# Wong Hong - 1 month after Australian Pro



## Arnold (May 28, 2007)

Wong Hong 1 Month After the Australian Pro
(12th April '07)

My current bodyweight is up to 115kg (250 lbs) one month after the Australian Pro contest. As you can see, I have put on some quality mass, still very lean and much fuller than in Melbourne. I am planning to stay this lean and add on 5 more kgs (11 lbs) in the next few months so that I will be able to keep most of the gains for my next show in September.  I got to be careful not to get too big too fast as this would throw my symmetry out of balance! I am taking it one step at a time.

As I said, Ali and I have a new game plan for me to come in bigger, fuller, even more symmetrical and balanced when I step on stage in September. I will be going all-out to achieve my dream of becoming one of the top pro bodybuilders in the world in the next few years. BTW, we tried a new color and that???s why my lower body looked pale! Will post photos periodically to keep you posted on my journey to my next contes












Wong Hong : IFBB Pro


----------



## Arnold (May 28, 2007)

Wong Hong Pics from the Australian Pro 2007


----------



## DontStop (May 28, 2007)

Ahh I love his back!


----------



## Arnold (May 28, 2007)

Oh, for any newbies here the reason I post stuff about Wong is because we were roommates in college at Colorado State University, he is now back in his home country of Malaysia.


----------



## musclepump (May 31, 2007)

That vastus is insane.


----------



## Brachiisaurus (May 31, 2007)

musclepump said:


> That vastus is insane.



I was thinking the same thing. His legs are really killer!


----------



## Gordo (May 31, 2007)

Brachiisaurus said:


> I was thinking the same thing. His legs are really killer!

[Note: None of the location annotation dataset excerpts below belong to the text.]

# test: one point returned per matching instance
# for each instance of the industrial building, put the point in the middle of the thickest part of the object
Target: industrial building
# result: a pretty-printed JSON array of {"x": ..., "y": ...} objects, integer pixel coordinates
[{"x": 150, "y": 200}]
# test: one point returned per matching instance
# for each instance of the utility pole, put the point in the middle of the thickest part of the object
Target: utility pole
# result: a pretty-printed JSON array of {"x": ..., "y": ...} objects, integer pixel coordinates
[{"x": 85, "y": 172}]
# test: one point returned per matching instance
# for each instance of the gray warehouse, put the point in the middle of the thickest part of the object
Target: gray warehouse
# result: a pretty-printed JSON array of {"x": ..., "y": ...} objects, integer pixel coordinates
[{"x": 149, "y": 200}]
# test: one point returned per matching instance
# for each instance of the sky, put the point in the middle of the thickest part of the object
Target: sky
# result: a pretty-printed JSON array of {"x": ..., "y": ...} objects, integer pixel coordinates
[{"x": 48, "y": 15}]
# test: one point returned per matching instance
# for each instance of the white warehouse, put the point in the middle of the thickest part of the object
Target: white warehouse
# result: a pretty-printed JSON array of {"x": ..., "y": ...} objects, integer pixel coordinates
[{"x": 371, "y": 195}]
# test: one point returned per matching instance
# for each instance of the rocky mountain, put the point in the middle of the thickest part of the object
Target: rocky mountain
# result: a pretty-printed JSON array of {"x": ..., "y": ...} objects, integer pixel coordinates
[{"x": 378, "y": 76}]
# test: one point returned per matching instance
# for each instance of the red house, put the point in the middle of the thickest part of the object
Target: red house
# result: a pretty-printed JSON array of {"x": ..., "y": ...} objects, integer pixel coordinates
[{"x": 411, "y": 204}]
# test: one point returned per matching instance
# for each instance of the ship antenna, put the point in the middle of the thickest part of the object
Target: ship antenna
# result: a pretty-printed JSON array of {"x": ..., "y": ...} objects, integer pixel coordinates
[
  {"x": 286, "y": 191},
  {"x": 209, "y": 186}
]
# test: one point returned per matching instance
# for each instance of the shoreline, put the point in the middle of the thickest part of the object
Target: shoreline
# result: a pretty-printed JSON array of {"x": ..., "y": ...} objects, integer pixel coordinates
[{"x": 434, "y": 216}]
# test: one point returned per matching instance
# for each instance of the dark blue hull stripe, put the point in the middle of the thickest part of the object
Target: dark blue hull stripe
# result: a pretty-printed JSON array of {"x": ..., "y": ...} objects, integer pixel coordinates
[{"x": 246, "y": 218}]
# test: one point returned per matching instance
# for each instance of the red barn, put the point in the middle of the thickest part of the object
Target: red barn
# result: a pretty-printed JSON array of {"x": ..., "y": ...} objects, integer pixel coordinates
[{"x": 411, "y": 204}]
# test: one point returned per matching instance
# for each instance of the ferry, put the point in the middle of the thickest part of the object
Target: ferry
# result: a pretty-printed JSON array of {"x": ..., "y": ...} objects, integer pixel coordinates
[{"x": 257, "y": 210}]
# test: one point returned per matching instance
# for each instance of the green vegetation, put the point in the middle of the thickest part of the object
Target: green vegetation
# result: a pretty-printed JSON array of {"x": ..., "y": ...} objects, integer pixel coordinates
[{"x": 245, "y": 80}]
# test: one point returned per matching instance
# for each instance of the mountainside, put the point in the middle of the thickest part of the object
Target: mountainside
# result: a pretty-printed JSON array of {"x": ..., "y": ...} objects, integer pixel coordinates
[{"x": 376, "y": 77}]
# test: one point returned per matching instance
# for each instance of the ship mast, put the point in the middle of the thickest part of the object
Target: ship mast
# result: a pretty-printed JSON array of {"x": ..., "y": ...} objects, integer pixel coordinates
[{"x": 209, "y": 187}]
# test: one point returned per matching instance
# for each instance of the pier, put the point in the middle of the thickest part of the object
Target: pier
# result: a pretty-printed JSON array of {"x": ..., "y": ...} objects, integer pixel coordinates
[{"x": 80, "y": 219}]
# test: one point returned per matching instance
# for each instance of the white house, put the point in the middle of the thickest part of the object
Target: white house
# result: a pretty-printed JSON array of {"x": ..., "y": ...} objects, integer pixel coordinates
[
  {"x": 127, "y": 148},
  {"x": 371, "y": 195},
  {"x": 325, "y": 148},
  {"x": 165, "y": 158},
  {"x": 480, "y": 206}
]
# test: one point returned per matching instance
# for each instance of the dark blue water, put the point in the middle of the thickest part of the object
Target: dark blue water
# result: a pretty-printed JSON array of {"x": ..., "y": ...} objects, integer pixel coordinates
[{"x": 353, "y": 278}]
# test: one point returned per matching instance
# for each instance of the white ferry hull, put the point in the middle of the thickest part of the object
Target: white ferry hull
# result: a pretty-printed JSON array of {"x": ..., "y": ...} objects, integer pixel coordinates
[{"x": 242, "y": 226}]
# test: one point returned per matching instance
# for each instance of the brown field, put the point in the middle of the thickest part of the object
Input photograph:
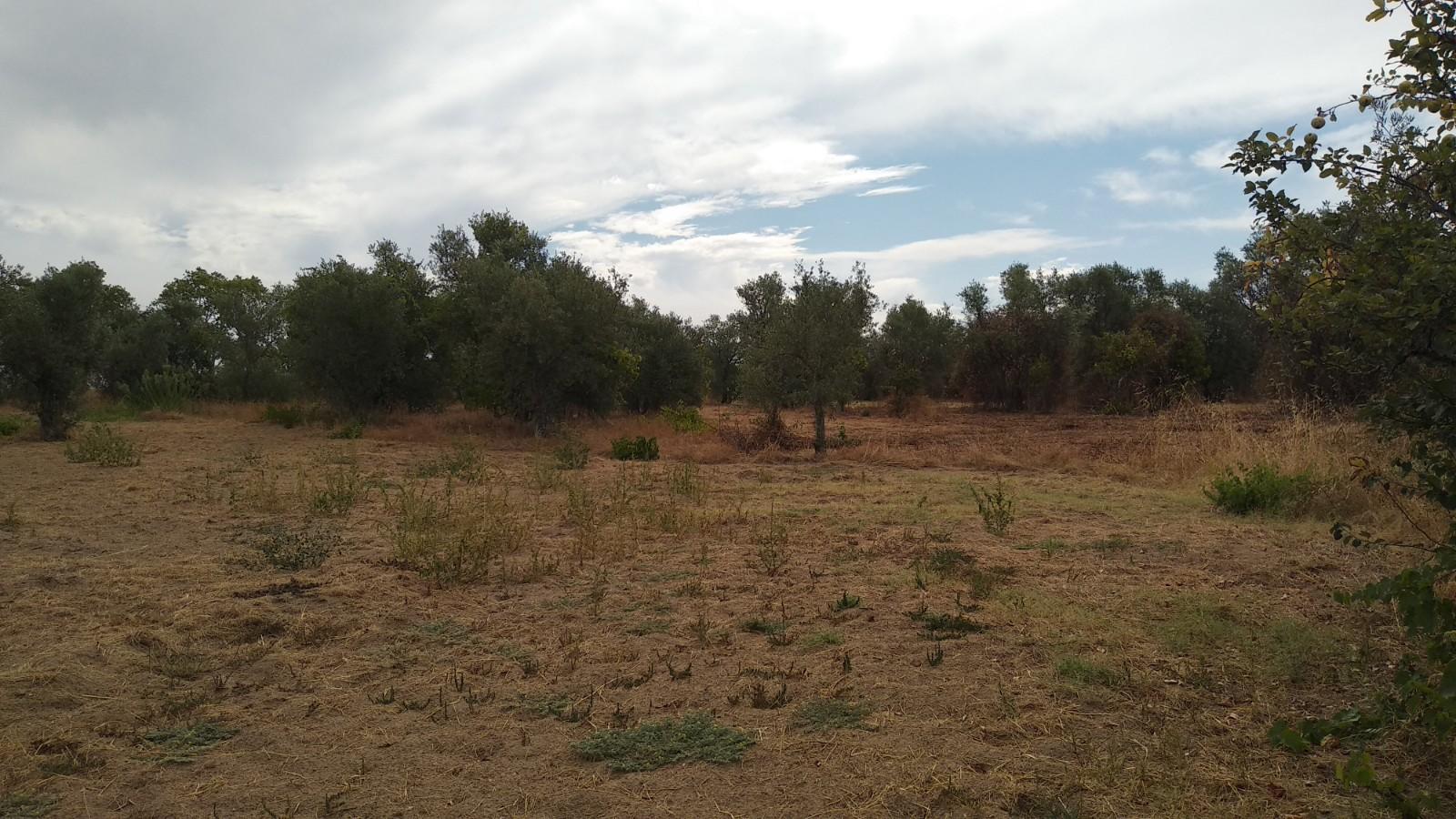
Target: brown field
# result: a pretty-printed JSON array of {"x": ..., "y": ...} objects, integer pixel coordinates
[{"x": 1127, "y": 647}]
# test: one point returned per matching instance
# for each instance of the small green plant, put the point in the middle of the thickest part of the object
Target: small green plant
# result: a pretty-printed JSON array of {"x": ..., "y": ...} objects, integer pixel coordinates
[
  {"x": 1261, "y": 489},
  {"x": 165, "y": 390},
  {"x": 182, "y": 743},
  {"x": 339, "y": 491},
  {"x": 684, "y": 419},
  {"x": 823, "y": 640},
  {"x": 463, "y": 464},
  {"x": 830, "y": 714},
  {"x": 104, "y": 446},
  {"x": 696, "y": 738},
  {"x": 996, "y": 508},
  {"x": 1089, "y": 672},
  {"x": 26, "y": 804},
  {"x": 295, "y": 550},
  {"x": 772, "y": 552},
  {"x": 637, "y": 448},
  {"x": 353, "y": 430},
  {"x": 571, "y": 453}
]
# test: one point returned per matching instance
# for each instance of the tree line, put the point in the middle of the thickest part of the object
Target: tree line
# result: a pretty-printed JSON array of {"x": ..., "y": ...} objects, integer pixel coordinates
[{"x": 495, "y": 321}]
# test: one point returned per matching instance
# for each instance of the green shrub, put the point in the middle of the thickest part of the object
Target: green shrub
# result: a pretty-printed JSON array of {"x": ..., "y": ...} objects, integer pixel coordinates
[
  {"x": 684, "y": 419},
  {"x": 1261, "y": 487},
  {"x": 102, "y": 445},
  {"x": 349, "y": 431},
  {"x": 652, "y": 745},
  {"x": 572, "y": 453},
  {"x": 997, "y": 508},
  {"x": 165, "y": 390},
  {"x": 635, "y": 450},
  {"x": 295, "y": 550},
  {"x": 286, "y": 416}
]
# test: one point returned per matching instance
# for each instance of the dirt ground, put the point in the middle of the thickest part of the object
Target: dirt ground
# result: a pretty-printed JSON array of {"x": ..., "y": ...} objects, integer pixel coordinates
[{"x": 1125, "y": 652}]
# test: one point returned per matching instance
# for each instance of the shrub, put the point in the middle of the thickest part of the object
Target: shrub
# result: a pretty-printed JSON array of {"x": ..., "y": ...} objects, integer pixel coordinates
[
  {"x": 167, "y": 390},
  {"x": 635, "y": 450},
  {"x": 104, "y": 446},
  {"x": 453, "y": 537},
  {"x": 652, "y": 745},
  {"x": 1259, "y": 489},
  {"x": 353, "y": 430},
  {"x": 684, "y": 419},
  {"x": 295, "y": 550},
  {"x": 286, "y": 416},
  {"x": 997, "y": 508},
  {"x": 572, "y": 453}
]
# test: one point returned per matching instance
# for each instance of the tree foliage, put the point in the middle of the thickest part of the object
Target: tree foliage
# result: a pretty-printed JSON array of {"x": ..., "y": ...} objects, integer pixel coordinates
[{"x": 1368, "y": 290}]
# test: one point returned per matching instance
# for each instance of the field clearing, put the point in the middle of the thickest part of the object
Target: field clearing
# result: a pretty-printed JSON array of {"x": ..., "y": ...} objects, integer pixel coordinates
[{"x": 1120, "y": 652}]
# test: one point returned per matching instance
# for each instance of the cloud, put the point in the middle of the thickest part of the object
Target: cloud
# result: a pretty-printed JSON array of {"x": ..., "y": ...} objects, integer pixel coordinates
[
  {"x": 890, "y": 189},
  {"x": 257, "y": 137},
  {"x": 696, "y": 274},
  {"x": 1132, "y": 187}
]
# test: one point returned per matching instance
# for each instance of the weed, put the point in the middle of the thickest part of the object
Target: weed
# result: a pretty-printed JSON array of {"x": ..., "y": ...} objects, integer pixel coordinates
[
  {"x": 652, "y": 745},
  {"x": 1263, "y": 489},
  {"x": 945, "y": 625},
  {"x": 1091, "y": 672},
  {"x": 571, "y": 453},
  {"x": 104, "y": 446},
  {"x": 26, "y": 804},
  {"x": 772, "y": 545},
  {"x": 453, "y": 537},
  {"x": 823, "y": 639},
  {"x": 830, "y": 714},
  {"x": 339, "y": 491},
  {"x": 996, "y": 506},
  {"x": 635, "y": 450},
  {"x": 167, "y": 390},
  {"x": 462, "y": 464},
  {"x": 295, "y": 550},
  {"x": 684, "y": 419},
  {"x": 182, "y": 743},
  {"x": 686, "y": 480},
  {"x": 935, "y": 656}
]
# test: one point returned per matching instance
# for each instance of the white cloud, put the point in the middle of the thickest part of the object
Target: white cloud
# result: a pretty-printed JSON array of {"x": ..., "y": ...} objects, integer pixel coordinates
[
  {"x": 1132, "y": 187},
  {"x": 890, "y": 189},
  {"x": 296, "y": 131}
]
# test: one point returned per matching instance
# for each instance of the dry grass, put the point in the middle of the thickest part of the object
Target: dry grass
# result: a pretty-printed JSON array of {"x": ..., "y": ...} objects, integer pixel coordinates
[{"x": 1128, "y": 672}]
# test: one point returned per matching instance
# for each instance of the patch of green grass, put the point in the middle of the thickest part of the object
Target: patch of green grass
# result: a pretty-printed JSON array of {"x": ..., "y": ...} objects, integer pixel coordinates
[
  {"x": 830, "y": 714},
  {"x": 766, "y": 627},
  {"x": 1259, "y": 489},
  {"x": 1089, "y": 672},
  {"x": 446, "y": 632},
  {"x": 648, "y": 627},
  {"x": 104, "y": 446},
  {"x": 182, "y": 743},
  {"x": 696, "y": 738},
  {"x": 26, "y": 804},
  {"x": 823, "y": 640}
]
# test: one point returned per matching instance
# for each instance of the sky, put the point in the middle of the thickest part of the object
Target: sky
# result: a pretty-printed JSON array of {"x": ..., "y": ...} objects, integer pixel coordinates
[{"x": 691, "y": 146}]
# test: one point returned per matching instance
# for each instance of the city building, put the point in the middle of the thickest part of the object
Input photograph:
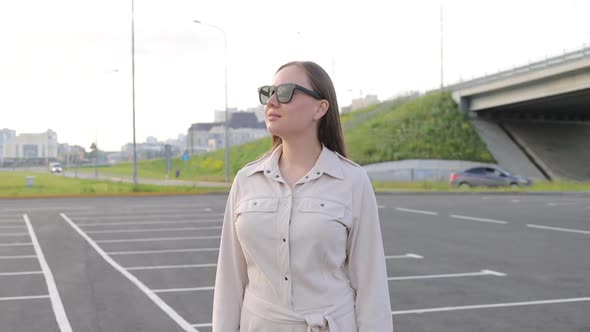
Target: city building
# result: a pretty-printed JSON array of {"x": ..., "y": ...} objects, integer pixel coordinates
[
  {"x": 28, "y": 149},
  {"x": 366, "y": 101},
  {"x": 243, "y": 127}
]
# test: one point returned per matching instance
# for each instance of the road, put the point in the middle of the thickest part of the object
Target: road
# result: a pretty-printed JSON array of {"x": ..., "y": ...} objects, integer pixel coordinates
[{"x": 469, "y": 262}]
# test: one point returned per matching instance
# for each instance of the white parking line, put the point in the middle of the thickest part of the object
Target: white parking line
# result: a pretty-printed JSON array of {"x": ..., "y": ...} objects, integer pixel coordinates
[
  {"x": 493, "y": 305},
  {"x": 10, "y": 221},
  {"x": 450, "y": 275},
  {"x": 561, "y": 204},
  {"x": 432, "y": 276},
  {"x": 153, "y": 296},
  {"x": 478, "y": 219},
  {"x": 5, "y": 227},
  {"x": 32, "y": 297},
  {"x": 149, "y": 222},
  {"x": 58, "y": 308},
  {"x": 18, "y": 257},
  {"x": 48, "y": 208},
  {"x": 417, "y": 211},
  {"x": 152, "y": 216},
  {"x": 23, "y": 273},
  {"x": 139, "y": 252},
  {"x": 561, "y": 229},
  {"x": 153, "y": 230},
  {"x": 172, "y": 290},
  {"x": 404, "y": 256},
  {"x": 160, "y": 239},
  {"x": 16, "y": 244},
  {"x": 163, "y": 267}
]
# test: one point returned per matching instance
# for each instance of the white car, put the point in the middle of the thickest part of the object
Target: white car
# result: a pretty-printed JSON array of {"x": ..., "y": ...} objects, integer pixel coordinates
[{"x": 55, "y": 168}]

Older interview: Bodybuilding.com - David Robson - Leg Training With Massive IFBB Pro Wong Hong.

He's not too big on BB squats it seems.


----------



## crazy_enough (May 31, 2007)

He looks SICK!!! Awesome legs....wowzers.


----------



## Arnold (May 31, 2007)

Gordo said:


> He's not too big on BB squats it seems.



nope, when I worked out with him he did hack squats and leg press.


----------



## Gordo (Jun 1, 2007)

Prince said:


> nope, when I worked out with him he did hack squats and leg press.


 Wow then, talk about understanding what works for you.


----------



## Arnold (Jun 1, 2007)

I do beleive he would do dumbbell lunges back then too, but never a barbell squat, he didn't like them and said they hurt his back.


----------